Zëri i Popullit The Voice of People
- Headquarters of Zëri i Popullit in the 1980s.
- Type: Daily newspaper
- Format: Broadsheet
- Owner(s): Party of Labour of Albania (1944–1992), Socialist Party of Albania (1992–2015)
- Editor-in-chief: Aldrin Dalipi
- Founded: 25 August 1942; 83 years ago
- Ceased publication: 13 November 2015 (print)
- Political alignment: Marxism–Leninism (historically) Social democracy (currently)
- Language: Albanian
- Headquarters: Tirana
- Circulation: 5,167 (2002)
- Website: zeripopullit.al

= Zëri i Popullit =

Albanian daily newspaper

Zëri i Popullit (Voice of the People) is an Albanian online newspaper. It was the official press organ of the Party of Labour and, later, of the Socialist Party of Albania, but it later ceased print publication and became an independent online publication.

==History and profile==
Zëri i Popullit was established on 25 August 1942 and originally edited by Enver Hoxha.
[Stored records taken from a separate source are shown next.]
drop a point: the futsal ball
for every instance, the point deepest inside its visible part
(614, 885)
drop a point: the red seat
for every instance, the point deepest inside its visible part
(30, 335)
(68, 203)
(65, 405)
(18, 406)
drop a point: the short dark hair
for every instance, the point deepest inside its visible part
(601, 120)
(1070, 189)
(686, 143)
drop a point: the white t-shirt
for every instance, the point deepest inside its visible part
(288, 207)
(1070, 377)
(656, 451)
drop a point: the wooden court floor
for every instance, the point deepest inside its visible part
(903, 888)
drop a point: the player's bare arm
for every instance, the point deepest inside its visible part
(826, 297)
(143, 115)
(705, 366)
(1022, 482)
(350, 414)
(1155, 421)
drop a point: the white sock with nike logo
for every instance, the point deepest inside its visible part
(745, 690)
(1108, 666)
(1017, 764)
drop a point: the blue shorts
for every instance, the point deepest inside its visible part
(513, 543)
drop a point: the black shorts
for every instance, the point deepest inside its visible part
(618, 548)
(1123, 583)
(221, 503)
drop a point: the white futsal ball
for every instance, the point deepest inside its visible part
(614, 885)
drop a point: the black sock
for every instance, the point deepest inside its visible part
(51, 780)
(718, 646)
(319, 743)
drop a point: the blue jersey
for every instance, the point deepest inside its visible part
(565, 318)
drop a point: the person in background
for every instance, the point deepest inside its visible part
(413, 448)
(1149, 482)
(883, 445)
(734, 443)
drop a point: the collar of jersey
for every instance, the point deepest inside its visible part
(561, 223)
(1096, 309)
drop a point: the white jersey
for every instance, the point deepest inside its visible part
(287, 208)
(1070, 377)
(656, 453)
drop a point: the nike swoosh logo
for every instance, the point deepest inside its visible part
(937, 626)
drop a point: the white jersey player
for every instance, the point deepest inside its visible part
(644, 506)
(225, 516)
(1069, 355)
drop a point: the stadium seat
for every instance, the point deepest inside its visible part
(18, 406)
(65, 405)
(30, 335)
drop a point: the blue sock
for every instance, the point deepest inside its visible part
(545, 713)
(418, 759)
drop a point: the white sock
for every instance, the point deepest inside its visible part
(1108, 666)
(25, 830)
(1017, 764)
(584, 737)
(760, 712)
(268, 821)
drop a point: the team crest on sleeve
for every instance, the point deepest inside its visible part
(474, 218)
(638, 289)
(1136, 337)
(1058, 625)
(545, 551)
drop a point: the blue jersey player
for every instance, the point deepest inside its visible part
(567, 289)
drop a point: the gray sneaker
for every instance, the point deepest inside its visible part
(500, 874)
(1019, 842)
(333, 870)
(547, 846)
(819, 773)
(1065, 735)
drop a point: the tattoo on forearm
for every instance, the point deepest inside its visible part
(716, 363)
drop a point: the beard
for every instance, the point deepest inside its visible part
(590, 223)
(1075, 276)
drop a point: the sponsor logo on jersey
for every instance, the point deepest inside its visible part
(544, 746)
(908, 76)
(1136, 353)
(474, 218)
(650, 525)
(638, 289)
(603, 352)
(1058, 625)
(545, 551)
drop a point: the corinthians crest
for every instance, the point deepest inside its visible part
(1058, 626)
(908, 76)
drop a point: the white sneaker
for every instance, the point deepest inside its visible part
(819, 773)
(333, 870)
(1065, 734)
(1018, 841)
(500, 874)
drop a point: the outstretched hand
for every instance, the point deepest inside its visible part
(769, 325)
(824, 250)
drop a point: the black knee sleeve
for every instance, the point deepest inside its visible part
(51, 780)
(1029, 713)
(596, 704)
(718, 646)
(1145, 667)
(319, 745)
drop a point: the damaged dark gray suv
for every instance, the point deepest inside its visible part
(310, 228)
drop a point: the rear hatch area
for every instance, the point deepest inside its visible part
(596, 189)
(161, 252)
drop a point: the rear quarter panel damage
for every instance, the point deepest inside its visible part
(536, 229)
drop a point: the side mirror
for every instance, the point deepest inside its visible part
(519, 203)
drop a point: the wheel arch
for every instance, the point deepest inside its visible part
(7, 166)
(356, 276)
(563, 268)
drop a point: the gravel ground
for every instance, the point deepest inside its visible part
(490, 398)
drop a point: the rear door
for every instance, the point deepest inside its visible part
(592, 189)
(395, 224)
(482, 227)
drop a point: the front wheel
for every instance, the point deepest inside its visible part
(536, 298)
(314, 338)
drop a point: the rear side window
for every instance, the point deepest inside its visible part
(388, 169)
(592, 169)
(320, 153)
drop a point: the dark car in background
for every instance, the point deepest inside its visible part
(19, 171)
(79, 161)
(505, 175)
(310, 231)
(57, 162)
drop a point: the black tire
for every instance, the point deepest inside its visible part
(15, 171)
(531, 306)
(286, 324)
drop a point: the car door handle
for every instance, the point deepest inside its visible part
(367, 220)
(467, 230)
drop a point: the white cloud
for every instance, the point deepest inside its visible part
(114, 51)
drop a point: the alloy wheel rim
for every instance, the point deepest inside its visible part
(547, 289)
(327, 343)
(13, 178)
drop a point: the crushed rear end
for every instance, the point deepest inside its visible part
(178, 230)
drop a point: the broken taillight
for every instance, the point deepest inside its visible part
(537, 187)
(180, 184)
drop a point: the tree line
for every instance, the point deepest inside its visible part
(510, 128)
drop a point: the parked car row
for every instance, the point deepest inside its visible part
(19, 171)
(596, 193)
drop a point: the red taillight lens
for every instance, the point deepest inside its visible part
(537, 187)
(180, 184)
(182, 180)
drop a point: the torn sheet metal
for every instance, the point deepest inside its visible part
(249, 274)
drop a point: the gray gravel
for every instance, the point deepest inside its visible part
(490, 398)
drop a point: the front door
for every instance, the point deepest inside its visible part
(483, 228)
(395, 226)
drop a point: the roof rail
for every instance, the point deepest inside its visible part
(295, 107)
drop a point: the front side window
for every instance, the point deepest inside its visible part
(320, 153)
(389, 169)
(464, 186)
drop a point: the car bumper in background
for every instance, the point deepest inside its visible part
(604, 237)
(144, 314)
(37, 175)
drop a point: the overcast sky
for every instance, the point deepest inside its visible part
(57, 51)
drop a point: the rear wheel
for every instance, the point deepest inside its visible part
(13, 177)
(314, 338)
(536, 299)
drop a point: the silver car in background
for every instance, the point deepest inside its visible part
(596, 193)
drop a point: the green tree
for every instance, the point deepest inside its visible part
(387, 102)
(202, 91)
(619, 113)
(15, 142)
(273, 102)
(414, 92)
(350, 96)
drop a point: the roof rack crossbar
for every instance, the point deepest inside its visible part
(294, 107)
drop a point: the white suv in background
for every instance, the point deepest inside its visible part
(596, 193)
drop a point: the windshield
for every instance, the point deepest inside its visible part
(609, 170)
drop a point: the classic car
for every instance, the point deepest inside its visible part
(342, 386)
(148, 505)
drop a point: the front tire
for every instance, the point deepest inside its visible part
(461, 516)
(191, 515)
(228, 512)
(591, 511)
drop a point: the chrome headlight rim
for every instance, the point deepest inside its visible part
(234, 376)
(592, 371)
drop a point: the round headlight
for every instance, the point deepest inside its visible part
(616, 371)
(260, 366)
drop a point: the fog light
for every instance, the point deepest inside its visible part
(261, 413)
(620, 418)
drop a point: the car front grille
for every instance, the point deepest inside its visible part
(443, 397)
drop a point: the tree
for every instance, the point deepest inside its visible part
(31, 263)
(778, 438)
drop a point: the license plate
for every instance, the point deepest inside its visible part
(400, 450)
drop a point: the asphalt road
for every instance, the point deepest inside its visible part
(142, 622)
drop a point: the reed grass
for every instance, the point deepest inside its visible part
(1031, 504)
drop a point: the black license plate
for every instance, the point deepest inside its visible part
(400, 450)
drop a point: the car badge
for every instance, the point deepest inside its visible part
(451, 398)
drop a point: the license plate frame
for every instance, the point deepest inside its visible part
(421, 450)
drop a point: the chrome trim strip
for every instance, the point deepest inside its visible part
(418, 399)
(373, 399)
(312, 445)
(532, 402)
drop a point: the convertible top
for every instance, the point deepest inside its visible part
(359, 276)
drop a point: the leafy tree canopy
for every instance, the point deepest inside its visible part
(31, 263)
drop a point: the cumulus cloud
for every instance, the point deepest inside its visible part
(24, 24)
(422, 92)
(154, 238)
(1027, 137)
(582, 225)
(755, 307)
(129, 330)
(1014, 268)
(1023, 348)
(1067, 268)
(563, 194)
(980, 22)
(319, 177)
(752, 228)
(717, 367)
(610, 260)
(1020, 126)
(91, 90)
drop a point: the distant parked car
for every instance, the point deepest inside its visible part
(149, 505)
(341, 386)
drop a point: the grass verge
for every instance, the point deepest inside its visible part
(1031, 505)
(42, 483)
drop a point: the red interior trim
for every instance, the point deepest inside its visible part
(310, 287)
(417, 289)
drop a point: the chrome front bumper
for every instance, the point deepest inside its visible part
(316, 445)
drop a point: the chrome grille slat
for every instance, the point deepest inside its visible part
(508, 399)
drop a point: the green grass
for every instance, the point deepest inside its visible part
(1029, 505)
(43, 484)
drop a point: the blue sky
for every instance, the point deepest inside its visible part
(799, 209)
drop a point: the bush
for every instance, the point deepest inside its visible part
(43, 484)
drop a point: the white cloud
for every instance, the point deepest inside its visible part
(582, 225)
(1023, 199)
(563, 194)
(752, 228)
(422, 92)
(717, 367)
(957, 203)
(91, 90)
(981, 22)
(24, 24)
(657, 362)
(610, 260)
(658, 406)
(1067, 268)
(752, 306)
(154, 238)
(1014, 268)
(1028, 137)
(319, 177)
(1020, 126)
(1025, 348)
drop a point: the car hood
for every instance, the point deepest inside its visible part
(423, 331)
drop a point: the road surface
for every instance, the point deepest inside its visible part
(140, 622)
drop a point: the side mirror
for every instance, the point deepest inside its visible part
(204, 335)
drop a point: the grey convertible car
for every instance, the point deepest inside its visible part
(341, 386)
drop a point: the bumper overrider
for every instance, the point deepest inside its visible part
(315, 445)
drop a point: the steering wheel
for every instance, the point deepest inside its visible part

It became the official newspaper of Albania and was the news and propaganda organ of the Party of Labour. After 1991 the paper continued to be published as the press organ of the same party that in June 1991 changed its name to Socialist Party of Albania.

The last page of Zëri i Popullit is published in English.

At the beginning of the 1990s the circulation of Zëri i Popullit was 20,000 and it was the second best-selling paper in the country. In 2002 the paper had a circulation of 5,167 copies. Its 2005 circulation was 35,000 copies, making it the most read daily in the country. It reached the peak of its circulation in 2005, with 35.000 copies.

Zëri i Popullit stopped print publications in November 2015, following a decision by the PS leader Edi Rama. It persists as an online information website.

Today Zëri i Popullit is a news website independent from all political parties.